Today's vulture was standing in the middle of the road, which is often the case. That's usually where the roadkill are. But today was different. There was nothing dead on the road.
And yet . . . the vulture was obviously reluctant to move. Usually (because I've seen so many vultures in the road since I started this job in summer 2018 that I can speak with surprising authority on certain vulture behaviors) they hop / flap / waddle out of the way of cars, then hop / flap / waddle back and resume their meal.
That was the other difference today: just one vulture. There weren't even others up in the trees weighing traffic versus opossum yumminess.
Today's lone vulture slowly waddled first to the right side of the road, then turned and waddled around to the middle and finally waddled far enough into the other lane that I could pass him. (I don't know vultures well enough to tell male from female. I am using the generic "him" mostly because he was an annoying confused pain in the a$$.) I kept an eye on him the two seconds it took to pass in case he decided to waddle back into my lane.
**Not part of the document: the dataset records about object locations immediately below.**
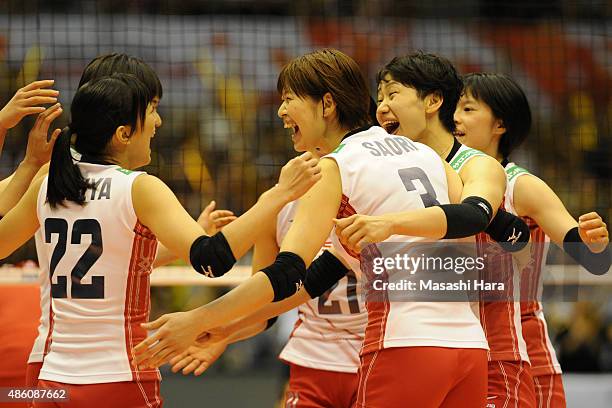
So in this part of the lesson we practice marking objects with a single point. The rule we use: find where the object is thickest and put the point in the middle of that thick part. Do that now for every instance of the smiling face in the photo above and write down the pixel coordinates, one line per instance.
(139, 149)
(400, 110)
(476, 126)
(305, 117)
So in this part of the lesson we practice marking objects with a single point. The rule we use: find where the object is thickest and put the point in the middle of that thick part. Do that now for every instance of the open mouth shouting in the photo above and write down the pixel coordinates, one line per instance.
(391, 126)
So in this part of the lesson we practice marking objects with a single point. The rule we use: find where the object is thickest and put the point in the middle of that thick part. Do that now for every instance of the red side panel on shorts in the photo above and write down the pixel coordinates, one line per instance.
(137, 297)
(541, 353)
He didn't. He seemed to be checking out the tall grass south of the road, just as he had initially scanned the grass to the north. Did the other vultures tell him there was a delish dead deer somewhere nearby but they were all too full so he should check it out? Is this vulture hazing? It reminded me of the youngest vulture in the old Bugs Bunny cartoon. Beaky Buzzard, according to Google.
This is totally the expression today's vulture had as he peered into the grass. Except it was a black vulture, not a turkey vulture.